Community Pool (above) is one of three new South Carolina artists performing at the Music Farm's back to school bash
To kick off the school year with a bang, Music Farm is hosting an annual all-ages event, “College of Charleston’s Back to School Party in the Den” on Aug. 24. Doors open at 8 p.m. and the music starts at 9 p.m.
The event will give students the chance to check out three new talents in South Carolina: Community Pool, Never Better, and the Long Con.
The Charleston-grown band Community Pool is an exciting new dream pop group. Debuting back in May with their first two songs, “Roses” and “Trip,” there’s a special sense of polish.
“We have sort of an ever-evolving live show. It's always a little different and always pretty immersive,” says Matt “Ice” Varner when asked about the upcoming performance. “We've played a few shows over the past few months and I feel that we're really starting to dial in exactly what we are and the experience we aim to give.”

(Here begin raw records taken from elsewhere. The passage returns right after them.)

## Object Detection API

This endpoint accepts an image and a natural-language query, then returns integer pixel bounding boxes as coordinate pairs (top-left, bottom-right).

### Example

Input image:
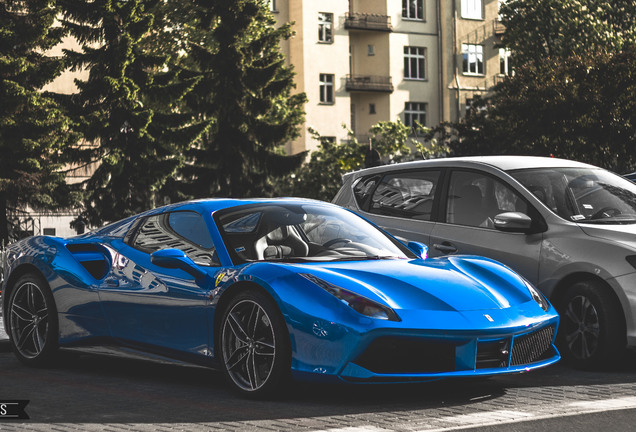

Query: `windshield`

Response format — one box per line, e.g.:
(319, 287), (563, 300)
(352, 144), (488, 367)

(510, 168), (636, 224)
(214, 204), (414, 264)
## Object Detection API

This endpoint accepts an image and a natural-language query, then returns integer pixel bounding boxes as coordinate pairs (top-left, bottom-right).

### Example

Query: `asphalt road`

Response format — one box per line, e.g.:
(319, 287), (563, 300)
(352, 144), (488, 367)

(0, 342), (636, 432)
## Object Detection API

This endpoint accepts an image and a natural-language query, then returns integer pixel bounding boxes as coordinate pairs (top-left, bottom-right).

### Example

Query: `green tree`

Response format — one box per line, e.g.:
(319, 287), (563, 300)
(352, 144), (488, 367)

(172, 0), (306, 197)
(500, 0), (636, 63)
(0, 0), (76, 243)
(59, 0), (200, 225)
(435, 46), (636, 173)
(280, 120), (447, 201)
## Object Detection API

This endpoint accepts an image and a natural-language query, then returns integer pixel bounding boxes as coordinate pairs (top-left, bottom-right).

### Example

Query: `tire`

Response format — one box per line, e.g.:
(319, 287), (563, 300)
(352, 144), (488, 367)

(217, 289), (291, 397)
(5, 274), (58, 366)
(557, 281), (627, 369)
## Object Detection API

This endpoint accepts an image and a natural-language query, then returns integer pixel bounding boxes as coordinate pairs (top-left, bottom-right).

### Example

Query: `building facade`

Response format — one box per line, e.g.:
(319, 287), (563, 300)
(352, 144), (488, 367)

(270, 0), (509, 153)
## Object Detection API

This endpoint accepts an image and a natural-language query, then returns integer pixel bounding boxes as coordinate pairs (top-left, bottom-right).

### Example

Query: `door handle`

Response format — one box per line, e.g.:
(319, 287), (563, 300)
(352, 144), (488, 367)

(433, 242), (457, 254)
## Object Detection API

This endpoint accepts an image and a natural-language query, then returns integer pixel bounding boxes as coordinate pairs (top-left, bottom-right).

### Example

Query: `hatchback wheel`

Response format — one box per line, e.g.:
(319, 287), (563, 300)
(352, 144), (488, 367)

(219, 290), (291, 396)
(558, 281), (626, 369)
(5, 274), (58, 366)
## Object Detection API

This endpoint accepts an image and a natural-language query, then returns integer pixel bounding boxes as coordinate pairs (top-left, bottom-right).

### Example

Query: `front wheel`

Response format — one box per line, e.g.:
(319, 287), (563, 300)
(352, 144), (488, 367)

(5, 274), (58, 366)
(557, 281), (626, 369)
(219, 290), (291, 397)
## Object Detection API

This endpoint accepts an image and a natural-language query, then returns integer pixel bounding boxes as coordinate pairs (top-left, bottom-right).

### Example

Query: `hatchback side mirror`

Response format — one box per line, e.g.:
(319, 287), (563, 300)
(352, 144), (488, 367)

(494, 212), (532, 233)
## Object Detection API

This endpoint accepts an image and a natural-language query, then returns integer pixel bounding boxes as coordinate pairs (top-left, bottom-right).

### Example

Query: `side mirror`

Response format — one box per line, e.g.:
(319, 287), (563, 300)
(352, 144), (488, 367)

(406, 242), (428, 259)
(494, 212), (532, 233)
(150, 249), (208, 283)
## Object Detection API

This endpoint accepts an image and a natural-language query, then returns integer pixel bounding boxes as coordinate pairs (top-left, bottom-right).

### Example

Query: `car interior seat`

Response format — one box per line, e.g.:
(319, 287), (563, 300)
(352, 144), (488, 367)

(254, 225), (309, 260)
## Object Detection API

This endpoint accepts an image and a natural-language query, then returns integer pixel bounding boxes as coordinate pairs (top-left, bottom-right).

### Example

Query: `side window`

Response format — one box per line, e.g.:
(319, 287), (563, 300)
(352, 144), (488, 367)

(131, 211), (220, 266)
(446, 171), (528, 229)
(369, 171), (440, 221)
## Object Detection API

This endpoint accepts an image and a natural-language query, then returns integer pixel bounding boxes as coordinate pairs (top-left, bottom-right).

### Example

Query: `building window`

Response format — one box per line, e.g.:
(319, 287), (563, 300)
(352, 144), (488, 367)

(404, 102), (426, 130)
(402, 0), (424, 20)
(499, 48), (514, 76)
(462, 44), (484, 75)
(404, 47), (426, 80)
(320, 74), (334, 104)
(318, 12), (333, 43)
(462, 0), (484, 19)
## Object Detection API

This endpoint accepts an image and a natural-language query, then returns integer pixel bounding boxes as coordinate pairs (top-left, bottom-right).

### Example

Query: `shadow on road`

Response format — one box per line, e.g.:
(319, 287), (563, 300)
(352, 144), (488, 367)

(0, 342), (636, 423)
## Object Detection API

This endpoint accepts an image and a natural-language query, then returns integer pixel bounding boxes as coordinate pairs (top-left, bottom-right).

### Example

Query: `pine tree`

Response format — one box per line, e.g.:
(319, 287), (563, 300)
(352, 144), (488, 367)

(173, 0), (306, 197)
(60, 0), (200, 225)
(0, 0), (76, 243)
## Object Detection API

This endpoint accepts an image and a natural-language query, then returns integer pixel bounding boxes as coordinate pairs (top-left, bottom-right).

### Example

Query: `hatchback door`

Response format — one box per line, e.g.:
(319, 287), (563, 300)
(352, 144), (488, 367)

(427, 170), (543, 284)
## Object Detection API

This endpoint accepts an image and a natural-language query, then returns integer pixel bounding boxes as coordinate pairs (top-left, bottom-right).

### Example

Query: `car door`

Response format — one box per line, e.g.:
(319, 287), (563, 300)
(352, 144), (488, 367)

(429, 169), (543, 284)
(354, 170), (442, 248)
(100, 211), (219, 355)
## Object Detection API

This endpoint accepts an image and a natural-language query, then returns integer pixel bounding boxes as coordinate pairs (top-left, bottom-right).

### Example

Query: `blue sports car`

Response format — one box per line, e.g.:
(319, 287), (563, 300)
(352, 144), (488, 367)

(2, 199), (559, 395)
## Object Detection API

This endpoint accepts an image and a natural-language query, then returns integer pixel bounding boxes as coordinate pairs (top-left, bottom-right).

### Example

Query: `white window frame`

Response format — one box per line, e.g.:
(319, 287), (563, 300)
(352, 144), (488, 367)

(404, 46), (426, 81)
(402, 0), (424, 21)
(462, 0), (484, 19)
(404, 102), (428, 130)
(499, 48), (514, 76)
(318, 12), (333, 43)
(320, 74), (336, 105)
(462, 44), (485, 76)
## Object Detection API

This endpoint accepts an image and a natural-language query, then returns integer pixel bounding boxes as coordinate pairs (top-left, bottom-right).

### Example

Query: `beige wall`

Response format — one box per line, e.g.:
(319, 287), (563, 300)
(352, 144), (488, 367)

(442, 0), (500, 121)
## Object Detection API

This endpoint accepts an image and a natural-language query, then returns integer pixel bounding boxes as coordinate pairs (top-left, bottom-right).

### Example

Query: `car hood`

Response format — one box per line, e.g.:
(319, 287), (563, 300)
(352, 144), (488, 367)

(294, 256), (532, 311)
(578, 223), (636, 249)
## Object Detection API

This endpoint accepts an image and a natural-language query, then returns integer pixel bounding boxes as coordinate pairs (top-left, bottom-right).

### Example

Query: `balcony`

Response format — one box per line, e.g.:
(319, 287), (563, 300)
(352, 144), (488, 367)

(345, 12), (393, 32)
(345, 75), (393, 93)
(493, 18), (506, 36)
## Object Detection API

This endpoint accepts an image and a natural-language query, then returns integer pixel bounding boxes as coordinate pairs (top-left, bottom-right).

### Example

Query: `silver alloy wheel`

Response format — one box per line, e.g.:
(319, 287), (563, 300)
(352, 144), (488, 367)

(9, 282), (49, 359)
(221, 300), (276, 392)
(563, 295), (600, 360)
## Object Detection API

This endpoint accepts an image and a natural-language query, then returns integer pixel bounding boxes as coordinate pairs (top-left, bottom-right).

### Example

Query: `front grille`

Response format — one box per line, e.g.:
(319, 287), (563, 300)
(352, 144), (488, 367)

(476, 339), (510, 369)
(510, 326), (554, 366)
(354, 337), (455, 374)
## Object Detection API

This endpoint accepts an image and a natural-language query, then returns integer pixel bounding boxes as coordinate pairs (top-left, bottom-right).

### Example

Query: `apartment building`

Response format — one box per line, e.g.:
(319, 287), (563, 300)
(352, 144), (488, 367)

(270, 0), (509, 153)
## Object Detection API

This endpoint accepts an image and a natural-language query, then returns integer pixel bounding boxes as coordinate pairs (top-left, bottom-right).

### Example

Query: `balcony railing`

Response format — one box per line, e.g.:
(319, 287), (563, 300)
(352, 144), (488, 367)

(345, 12), (393, 32)
(493, 18), (506, 36)
(345, 75), (393, 93)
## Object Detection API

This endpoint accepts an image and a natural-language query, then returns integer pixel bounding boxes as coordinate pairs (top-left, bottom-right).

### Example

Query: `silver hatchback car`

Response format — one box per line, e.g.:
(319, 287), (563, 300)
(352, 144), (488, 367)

(333, 156), (636, 368)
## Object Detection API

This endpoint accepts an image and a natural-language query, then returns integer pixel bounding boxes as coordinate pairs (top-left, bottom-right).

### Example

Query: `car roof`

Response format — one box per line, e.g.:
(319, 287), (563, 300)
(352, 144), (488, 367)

(89, 197), (328, 238)
(349, 155), (597, 179)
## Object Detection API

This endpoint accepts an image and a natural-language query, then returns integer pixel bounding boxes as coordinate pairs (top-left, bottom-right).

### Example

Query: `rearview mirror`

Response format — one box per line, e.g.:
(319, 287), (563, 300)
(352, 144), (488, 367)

(494, 212), (532, 233)
(406, 242), (428, 259)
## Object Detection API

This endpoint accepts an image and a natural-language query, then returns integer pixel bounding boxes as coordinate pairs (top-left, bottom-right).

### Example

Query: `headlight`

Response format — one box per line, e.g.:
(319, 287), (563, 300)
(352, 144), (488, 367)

(299, 273), (400, 321)
(523, 279), (550, 312)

What began as a side project for Varner, is now in full flight. Cruise on up to get your fill of '80s inspired synth waves, top down in a Ferrari Daytona Spyder.
Hailing from Columbia, the Long Con is a stoner rock band with a unique energy. Nicolasa Dobe fronts the group with dark, howling vocals. Guitarist Gabe Crawford creates an atmospheric sound that feels heavy while riffing along. Preston Hall is always present, keeping it loud and proud on drums. This group is most interesting when playing their own take on songs like Cher’s "Believe."
From Charleston, Never Better is fresh on the scene. After playing their debut show back in June, their name is starting to pop up all around. Amongst his many other musical projects, frontman and songwriter DJ Edwards is passionate about this band. One listen to their last single, “Be Here,” and his fervor is evident. Their energy on stage is contagious and their sound is loud. Though remaining powerful, Never Better is melodious in every original and cover, alike.
Tickets for the back-to-school shindig in the den are $5, a price that even college students can afford.